Malcolm: Prevent Trojan Source attacks with GCC 12

[Posted January 12, 2022 by corbet]

David Malcolm describes some GCC improvements to defend against bidirectional-text attacks in source code.

My colleague Marek Polacek and I implemented a new warning for GCC 12, -Wbidi-chars, for detecting Trojan Source attacks involving Unicode control characters. Marek implemented the guts of the warning, but when I tried it out on the examples provided by the Trojan Source researchers, I found I had trouble understanding the initial results—precisely because of the obfuscation itself.
So for GCC 12, I've added a new flag to GCC diagnostics, indicating that the diagnostic itself relates to source code encoding. When any such diagnostic is printed, GCC will now escape non-ASCII characters in the source code.

Malcolm: Prevent Trojan Source attacks with GCC 12

Posted Jan 13, 2022 0:48 UTC (Thu) by JoeBuck (subscriber, #2330) [Link] (2 responses)

I'm not familiar with the details of mixed-direction processing, perhaps an Arabic, Farsi, or Hebrew speaker can comment.

It seems it wouldn't be that rare to have a comment with text in a right-to-left language in source code that otherwise uses ASCII-subset identifiers. Would we expect to see these direction-boundary characters in that case, but properly nested? It would also seem that we wouldn't expect a string that only has characters in a left-to-right language to be reversed, it seems this could be done with proper nesting. To exploit that I guess we'd need two variables that are the reverse of each other but it would be hard to sneak that by.

Ideally GCC should warn against dangerous and suspect uses without discriminating against people who want to write comments or have strings in their native language.

(I haven't been active as a GCC contributor in a very long time, though I once was).

Malcolm: Prevent Trojan Source attacks with GCC 12

Posted Jan 13, 2022 1:07 UTC (Thu) by andresfreund (subscriber, #69562) [Link] (1 responses)

> Ideally GCC should warn against dangerous and suspect uses without discriminating against people who want to write comments or have strings in their native language.
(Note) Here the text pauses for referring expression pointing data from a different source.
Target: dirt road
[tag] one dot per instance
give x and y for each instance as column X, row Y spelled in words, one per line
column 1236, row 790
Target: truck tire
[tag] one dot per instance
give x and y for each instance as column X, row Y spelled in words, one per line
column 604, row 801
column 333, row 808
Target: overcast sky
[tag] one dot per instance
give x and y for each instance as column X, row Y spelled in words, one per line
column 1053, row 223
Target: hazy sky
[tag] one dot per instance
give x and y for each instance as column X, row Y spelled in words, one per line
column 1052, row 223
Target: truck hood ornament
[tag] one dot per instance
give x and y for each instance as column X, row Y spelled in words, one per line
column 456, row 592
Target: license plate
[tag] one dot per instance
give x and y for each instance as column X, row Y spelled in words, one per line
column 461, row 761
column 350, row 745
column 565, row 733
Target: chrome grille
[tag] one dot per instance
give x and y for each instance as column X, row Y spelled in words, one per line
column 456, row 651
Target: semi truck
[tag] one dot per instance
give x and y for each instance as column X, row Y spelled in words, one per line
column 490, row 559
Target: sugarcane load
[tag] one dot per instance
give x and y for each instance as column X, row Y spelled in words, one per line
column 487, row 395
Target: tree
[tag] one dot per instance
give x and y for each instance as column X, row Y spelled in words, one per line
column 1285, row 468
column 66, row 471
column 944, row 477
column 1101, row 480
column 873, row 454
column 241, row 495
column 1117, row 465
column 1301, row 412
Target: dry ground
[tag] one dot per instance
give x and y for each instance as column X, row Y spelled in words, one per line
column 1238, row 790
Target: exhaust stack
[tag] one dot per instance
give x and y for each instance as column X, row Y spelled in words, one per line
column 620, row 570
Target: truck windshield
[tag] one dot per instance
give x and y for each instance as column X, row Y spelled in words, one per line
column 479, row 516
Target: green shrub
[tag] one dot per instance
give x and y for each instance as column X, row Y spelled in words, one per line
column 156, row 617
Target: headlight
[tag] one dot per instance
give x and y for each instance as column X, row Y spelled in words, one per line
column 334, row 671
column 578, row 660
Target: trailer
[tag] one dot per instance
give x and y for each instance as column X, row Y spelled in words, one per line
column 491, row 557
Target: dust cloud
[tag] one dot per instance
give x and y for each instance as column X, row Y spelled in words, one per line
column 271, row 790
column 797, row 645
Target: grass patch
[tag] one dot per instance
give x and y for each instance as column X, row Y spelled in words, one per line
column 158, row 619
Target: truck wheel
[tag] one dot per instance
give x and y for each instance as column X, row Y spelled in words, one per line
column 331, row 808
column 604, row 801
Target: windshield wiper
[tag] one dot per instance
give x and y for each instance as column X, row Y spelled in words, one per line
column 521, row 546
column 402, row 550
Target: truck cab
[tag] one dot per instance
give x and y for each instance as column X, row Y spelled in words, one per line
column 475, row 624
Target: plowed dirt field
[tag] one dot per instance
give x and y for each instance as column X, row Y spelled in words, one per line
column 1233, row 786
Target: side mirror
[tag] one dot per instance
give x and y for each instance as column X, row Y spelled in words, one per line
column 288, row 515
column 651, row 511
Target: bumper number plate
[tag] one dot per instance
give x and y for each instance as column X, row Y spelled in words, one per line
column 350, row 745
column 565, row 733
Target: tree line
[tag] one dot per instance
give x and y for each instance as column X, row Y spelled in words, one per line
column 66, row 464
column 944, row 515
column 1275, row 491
Seems some attempts at that have been made?

From the post:

> We call a tokenization boundary such as a comment or string literal a bidirectional context in the warning because the obfuscation happens when there are differences between the structure as seen by the C tokenizer of the logical ordering of the characters on the one hand and the structure perceived by a human reader of the visual ordering of the code as implemented by the Unicode bidirectional algorithm on the other.
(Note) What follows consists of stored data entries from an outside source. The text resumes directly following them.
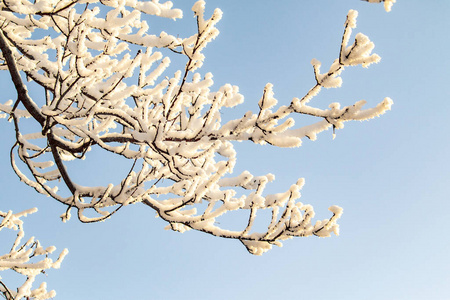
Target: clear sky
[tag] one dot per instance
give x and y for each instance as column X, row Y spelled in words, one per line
column 391, row 174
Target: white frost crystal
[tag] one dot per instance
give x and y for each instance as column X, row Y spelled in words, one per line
column 107, row 86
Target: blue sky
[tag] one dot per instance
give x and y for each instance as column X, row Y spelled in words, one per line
column 391, row 174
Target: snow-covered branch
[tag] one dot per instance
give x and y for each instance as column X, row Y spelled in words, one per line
column 106, row 85
column 29, row 259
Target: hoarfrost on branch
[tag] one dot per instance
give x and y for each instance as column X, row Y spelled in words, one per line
column 105, row 85
column 25, row 259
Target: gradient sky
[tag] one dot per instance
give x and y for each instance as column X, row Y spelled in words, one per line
column 390, row 174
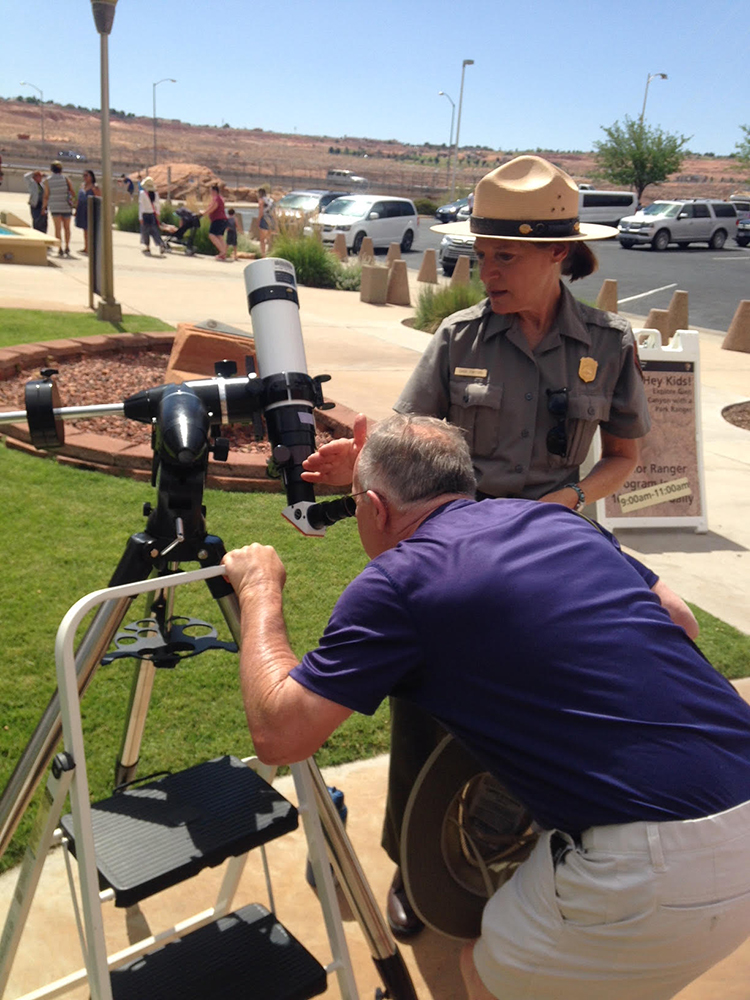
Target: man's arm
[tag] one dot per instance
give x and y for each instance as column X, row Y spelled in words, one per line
column 677, row 609
column 619, row 458
column 333, row 463
column 287, row 721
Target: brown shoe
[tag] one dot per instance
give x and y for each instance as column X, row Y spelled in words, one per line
column 402, row 919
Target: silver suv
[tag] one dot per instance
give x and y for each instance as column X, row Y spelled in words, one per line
column 693, row 220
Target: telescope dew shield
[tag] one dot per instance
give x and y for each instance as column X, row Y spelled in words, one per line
column 273, row 303
column 289, row 394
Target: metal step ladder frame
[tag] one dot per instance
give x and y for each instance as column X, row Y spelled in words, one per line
column 73, row 779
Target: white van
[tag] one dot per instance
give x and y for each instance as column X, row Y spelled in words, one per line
column 346, row 178
column 384, row 219
column 605, row 207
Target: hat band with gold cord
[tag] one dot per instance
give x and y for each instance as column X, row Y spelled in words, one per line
column 530, row 229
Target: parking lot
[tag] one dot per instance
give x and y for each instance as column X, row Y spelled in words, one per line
column 716, row 280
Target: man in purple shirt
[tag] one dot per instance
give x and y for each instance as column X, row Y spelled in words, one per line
column 556, row 660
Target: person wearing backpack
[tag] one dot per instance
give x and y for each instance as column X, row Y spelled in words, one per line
column 58, row 199
column 266, row 220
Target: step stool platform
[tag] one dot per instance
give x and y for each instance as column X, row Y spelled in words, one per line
column 152, row 836
column 247, row 955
>The default is -Wbidi-chars=unpaired, in which the warning complains about unpaired characters within such a bidirectional context. A stronger form of the warning is -Wbidi-chars=any, in which the warning complains about any bidirectional control characters in the source code:

Malcolm: Prevent Trojan Source attacks with GCC 12

Posted Jan 13, 2022 2:31 UTC (Thu) by NYKevin (subscriber, #129325) [Link]

Unless I am misunderstanding something, that sounds entirely correct to me: The default behavior should be to allow legitimate uses of bidi characters, and there's also a stricter option for people who want to code entirely in LTR and only write RTL characters with \u escapes, localization files, and such (or the reverse, for that matter - most punctuation characters are bidi-neutral, and you can even use preprocessor directives to "hide" all of the LTR English keywords like int behind an RTL macro, so that you can write mostly or entirely RTL C if you really want to).

Malcolm: Prevent Trojan Source attacks with GCC 12

Posted Jan 13, 2022 7:55 UTC (Thu) by wtarreau (subscriber, #51152) [Link] (21 responses)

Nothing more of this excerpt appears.